Вскоре, на торжественном параде, в занятом Инстербурге, под звуки полковых маршей, генерал от кавалерии фон Ренненкампф обходил строй, здороваясь с полками и благодарил их за боевую работу. День стоял ясный, и в самом воздухе витала торжественность, а Алексей Валерьевич ёжился под лучами холодного осеннего солнца. Он чувствовал себя чужаком на этой площади, окружённой чуждой его русскому сердцу прусской архитектурой игрушечных, пряничных домиков. И даже раздача первых боевых наград, по окончании молебна из рук командующего армией от имени Государя Императора не сгладила этого ощущения. А ведь Алексей Валерьевич был награждён перед всем строем Георгиевским крестом 3-й степени за храбрость, проявленную в бою у Ярославице.
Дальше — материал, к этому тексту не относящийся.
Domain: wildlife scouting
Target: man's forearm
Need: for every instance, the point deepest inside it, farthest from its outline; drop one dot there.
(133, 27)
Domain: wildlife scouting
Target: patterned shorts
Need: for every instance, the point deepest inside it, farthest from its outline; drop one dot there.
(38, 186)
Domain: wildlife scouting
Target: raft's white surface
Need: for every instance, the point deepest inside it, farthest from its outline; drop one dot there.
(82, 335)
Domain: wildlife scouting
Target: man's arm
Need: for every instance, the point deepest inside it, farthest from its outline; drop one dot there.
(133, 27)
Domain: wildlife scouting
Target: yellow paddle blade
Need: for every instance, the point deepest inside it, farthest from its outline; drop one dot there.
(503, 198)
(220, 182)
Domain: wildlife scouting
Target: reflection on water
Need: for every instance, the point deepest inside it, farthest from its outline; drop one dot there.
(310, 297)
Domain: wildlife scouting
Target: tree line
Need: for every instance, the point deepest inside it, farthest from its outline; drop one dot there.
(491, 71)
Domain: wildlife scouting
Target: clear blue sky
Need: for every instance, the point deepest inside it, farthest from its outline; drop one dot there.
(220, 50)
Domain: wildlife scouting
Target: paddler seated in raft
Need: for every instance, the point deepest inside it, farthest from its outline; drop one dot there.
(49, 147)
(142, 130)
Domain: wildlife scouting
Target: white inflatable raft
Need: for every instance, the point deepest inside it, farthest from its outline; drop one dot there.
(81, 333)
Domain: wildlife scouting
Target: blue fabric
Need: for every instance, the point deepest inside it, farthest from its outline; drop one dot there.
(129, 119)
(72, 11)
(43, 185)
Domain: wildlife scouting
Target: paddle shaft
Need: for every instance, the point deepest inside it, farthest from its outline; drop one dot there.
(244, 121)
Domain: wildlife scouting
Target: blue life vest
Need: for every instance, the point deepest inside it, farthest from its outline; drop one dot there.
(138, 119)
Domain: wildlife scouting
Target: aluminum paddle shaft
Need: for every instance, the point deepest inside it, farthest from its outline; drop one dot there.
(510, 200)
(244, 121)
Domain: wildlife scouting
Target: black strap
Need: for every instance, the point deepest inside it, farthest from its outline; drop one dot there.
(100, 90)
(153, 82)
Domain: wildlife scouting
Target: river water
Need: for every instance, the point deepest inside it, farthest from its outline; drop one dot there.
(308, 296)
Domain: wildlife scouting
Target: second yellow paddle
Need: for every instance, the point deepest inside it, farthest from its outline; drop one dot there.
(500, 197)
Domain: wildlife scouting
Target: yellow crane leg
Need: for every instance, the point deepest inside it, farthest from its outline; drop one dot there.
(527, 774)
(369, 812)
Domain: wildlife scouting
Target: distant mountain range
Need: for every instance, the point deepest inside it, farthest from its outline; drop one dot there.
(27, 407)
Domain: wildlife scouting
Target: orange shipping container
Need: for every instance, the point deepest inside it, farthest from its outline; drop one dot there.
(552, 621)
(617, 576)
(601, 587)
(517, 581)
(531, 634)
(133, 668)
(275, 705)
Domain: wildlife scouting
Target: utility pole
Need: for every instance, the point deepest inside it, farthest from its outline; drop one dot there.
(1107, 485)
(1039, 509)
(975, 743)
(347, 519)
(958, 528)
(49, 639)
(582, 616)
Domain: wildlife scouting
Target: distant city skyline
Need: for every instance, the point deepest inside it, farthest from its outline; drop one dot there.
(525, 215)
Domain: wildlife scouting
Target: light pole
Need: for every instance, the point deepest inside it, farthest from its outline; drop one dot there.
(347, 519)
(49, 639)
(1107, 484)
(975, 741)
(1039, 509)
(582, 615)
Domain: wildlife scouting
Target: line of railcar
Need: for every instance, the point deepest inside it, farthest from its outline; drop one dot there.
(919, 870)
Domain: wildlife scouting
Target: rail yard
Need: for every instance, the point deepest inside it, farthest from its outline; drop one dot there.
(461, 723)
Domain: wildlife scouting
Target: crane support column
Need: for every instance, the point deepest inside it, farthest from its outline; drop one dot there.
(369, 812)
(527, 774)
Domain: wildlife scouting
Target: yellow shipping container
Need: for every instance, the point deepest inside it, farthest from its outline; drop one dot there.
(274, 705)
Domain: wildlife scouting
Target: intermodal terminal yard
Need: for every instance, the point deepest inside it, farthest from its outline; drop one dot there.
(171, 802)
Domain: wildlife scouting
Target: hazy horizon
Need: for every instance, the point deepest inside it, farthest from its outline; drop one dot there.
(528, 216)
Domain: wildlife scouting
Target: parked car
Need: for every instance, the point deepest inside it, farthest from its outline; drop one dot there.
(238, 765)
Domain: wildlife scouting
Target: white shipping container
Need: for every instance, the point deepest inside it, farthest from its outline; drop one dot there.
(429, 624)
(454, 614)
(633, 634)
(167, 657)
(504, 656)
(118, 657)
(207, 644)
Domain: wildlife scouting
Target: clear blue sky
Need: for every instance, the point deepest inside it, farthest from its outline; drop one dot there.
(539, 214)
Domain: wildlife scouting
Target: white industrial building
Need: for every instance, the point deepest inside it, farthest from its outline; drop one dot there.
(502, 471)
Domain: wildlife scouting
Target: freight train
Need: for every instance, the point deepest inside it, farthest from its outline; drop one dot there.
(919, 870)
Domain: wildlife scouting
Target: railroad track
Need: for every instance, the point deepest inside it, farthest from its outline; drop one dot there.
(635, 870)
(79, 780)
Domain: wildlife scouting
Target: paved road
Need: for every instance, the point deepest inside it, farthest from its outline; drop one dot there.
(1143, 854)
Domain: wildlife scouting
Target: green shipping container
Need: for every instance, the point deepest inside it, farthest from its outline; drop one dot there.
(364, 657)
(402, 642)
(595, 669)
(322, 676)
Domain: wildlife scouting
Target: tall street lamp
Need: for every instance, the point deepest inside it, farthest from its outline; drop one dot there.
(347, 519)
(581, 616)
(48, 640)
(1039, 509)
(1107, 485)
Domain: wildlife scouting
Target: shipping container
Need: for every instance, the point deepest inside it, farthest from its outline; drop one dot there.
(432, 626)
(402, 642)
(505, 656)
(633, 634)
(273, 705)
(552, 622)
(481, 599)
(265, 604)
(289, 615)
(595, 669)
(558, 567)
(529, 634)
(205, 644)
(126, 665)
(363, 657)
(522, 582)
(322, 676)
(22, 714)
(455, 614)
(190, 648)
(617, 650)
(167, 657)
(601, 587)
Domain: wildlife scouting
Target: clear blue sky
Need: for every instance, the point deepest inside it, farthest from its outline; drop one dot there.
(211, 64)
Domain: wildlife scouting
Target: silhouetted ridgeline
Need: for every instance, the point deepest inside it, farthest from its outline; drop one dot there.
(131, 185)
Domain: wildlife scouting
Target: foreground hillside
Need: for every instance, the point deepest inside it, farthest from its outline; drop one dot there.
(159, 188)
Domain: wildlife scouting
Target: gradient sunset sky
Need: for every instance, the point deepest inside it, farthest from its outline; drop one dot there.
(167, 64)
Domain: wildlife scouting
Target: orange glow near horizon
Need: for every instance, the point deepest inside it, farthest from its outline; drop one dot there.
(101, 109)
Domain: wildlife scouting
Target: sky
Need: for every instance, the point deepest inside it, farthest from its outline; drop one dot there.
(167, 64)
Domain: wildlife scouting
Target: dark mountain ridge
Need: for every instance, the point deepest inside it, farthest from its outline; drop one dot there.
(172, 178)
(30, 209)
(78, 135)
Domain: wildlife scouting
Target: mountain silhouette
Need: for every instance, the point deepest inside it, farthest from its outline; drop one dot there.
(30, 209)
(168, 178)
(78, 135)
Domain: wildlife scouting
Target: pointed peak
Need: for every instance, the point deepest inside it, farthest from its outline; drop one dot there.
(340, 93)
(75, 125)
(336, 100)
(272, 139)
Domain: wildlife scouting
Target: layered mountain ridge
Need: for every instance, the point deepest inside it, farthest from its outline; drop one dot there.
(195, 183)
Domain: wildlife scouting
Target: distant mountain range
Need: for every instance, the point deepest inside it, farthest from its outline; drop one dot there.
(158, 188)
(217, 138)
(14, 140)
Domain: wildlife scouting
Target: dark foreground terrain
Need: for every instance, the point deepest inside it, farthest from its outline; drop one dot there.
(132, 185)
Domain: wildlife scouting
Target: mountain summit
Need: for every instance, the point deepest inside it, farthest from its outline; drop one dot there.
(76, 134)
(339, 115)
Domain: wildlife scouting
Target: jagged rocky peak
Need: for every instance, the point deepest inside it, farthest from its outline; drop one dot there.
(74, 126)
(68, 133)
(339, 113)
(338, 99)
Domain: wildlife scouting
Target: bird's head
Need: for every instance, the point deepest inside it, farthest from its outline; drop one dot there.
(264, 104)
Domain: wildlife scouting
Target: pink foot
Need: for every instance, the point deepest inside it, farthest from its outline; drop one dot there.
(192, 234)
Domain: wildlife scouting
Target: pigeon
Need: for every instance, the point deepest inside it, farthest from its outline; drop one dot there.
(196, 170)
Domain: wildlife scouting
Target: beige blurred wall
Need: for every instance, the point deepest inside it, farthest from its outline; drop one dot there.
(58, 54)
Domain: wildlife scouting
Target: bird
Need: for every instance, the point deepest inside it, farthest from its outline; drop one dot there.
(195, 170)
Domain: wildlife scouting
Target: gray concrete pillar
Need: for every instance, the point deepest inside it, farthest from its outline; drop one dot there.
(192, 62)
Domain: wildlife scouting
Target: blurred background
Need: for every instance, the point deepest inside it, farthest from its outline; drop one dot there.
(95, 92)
Но какова цена наградам, когда уже через несколько дней началось поспешное отступление Первой русской армии к границе, а затем за реку Неман? И отвод войск сопровождался не только ожесточенными боями, но и паникой в тылах.
− Вы слыхали, ротмистр, Самсонов застрелился! Мартос, Клюев в плену! – говорили офицеры. – Структура армий постоянно меняется, неопределенность в подчинении отдельных соединений! Бардак! Повсюду бардак! Как же так можно воевать?!
Но, что сейчас могли изменить эти слова? И штабом армии было принято решение использовать части гвардейской кавалерии для наведения порядка. Два эскадрона лейб-гвардии Конного полка направились в район Мариамполя. Одним из них стал эскадрон Алексея Валерьевича.
Получив приказ штаба армии в гарнизонном собрании, Алексею Валерьевичу требовалось сделать по нему необходимые распоряжения по эскадрону, да так, чтобы не пал боевой дух солдат. А ведь всего несколько недель назад этот дух у русских людей лился через край. Ещё несколько недель назад сотни людей вылились рекой на дворцовую площадь столицы, с флагами, пением гимна. При появлении царя на балконе Зимнего дворца все эти люди бросились на колени.
А вызвана такая любовь была тем, что уже за первые шесть лет правления Императора Николая II Александровича тяжёлая промышленность империи выросла вдвое, ведущая отрасль – машиностроение, за семь лет увеличила объемы вдвое. Завод Сормово под Нижним Новгородом за две недели выпускал пароход, за два дня паровоз, за один день двенадцать товарных вагонов. За то, что население империи выросло до 130 миллионов человек, что вплоть до начала этой войны Николаевский золотой червонец являлся самой твердой валютой в мире. А, что будет теперь? Что станет с промышленностью, перешедшей на военные рельсы, с экономикой, с людьми? Сколько из них останется жить, да ещё, если усмирять их будут свои же солдаты и офицеры? Но приказ был получен и Алексей Валерьевич, пользуясь своим авторитетом и решительностью, быстро сумел установить порядок в тылах Двадцатого корпуса.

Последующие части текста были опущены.